BANGKAPOS.COM, BANGKA -- Dua rancangan peraturan daerah (Ranperda) telah disahkan menjadi peraturan daerah oleh DPRD Provinsi Bangka Belitung, Jumat (11/9/2026)
Ranperda pertama berkaitan tentang perubahan atas Perda nomor 2 tahun 2024 tentang Pajak Daerah dan Retribusi Daerah.
Kemudian, Ranperda tentang Perubahan atas Perda nomor 9 tahun 2020 tentang Pembentukan dan Susunan Perangkat Daerah Provinsi Kepulauan Bangka Belitung.
Sebanyak tujuh fraksi di DPRD Bangka Belitung menyetujui Ranperda tersebut untuk dapat dilaksanakan. Satu di antaranya Fraksi Demokrat.

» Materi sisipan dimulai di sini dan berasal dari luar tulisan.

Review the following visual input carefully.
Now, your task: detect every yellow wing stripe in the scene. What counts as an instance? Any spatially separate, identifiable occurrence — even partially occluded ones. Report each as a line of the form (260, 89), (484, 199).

Anggota Komisi IV DPRD Babel, Maryam yang juga dari Fraksi Demokrat mengatakan, dua Ranperda yang disahkan, diharapkan dapat menjadi solusi dalam menyelesaikan persoalan di tengah masyarakat.

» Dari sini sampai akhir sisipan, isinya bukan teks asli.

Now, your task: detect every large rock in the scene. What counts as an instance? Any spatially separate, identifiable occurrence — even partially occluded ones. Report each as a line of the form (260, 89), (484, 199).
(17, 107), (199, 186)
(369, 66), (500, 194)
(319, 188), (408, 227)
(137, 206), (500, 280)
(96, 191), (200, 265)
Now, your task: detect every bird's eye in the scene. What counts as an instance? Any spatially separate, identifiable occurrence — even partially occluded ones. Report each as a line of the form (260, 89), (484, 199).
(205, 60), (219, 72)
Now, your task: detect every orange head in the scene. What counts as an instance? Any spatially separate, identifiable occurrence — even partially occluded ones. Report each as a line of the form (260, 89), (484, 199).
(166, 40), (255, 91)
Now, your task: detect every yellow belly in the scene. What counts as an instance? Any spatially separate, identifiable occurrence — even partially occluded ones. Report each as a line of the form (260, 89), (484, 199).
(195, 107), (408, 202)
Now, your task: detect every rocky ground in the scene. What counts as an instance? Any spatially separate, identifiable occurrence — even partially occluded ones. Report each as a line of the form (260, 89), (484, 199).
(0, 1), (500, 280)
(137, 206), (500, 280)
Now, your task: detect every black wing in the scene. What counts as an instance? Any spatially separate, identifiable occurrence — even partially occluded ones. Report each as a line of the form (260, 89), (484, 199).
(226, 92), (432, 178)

"Berharap menjadi jawaban atas aspirasi masyarakat. Di samping itu bisa menggelola potensi daerah untuk menambah pendapatan guna pelaksanan pembanguann di Babel. Baik SDM maupun fisik, meningkatkan perekonomian dan infrastruktur," kata Maryam kepada Bangkapos.com, Sabtu (12/9/2026).
Ia mengatakan, pemerintah pusat sudah memberikan kewenangan ke daerah. Sehingga pemerintah daerah, harus menyambut dengan melahirkan regulasi pendukung agar aktivitas masyarakat tidak diaggap ilegal.
"Dari pajak dan retribusi dan terkait IPR dan perda tentamg SOTK, ini penting untuk mengatur dan merencanakan kebutuhan pemerintah daerah. Dengan orang-orang profesional menduduki posisi penting guna melaksanakan pembanguan di Babel," harapnya.
Wakil Ketua DPRD Babel, Eddy Iskandar mengatakan Perda yang disahkan untuk kebutuhan Pemerintah Provinsi Babel.
"Berkaitan dengan perubahan struktur, organisasi dan tata kerja (SOTK), jadi struktur di pemerintahan ada yang beberapa berubah disesuaikan. Dengan kebutuhan dan efisiensi diminta gubernur," kata Wakil Ketua DPRD Babel, Eddy Iskandar.
Kemudian, ia menyampaikan terkait pajak dan retribusi daerah perlu dioptimalkan sebagai upaya meningkatkan pendapatan daerah.
"Kedua berkenan pajak dan retribusi daerah dalam upaya peningkatan pendapat daerah dan memasukan unsur iuran, pertambangan rakyat mudah-mudahan bisa segera berjalan pertambangan rakyat," tutupnya.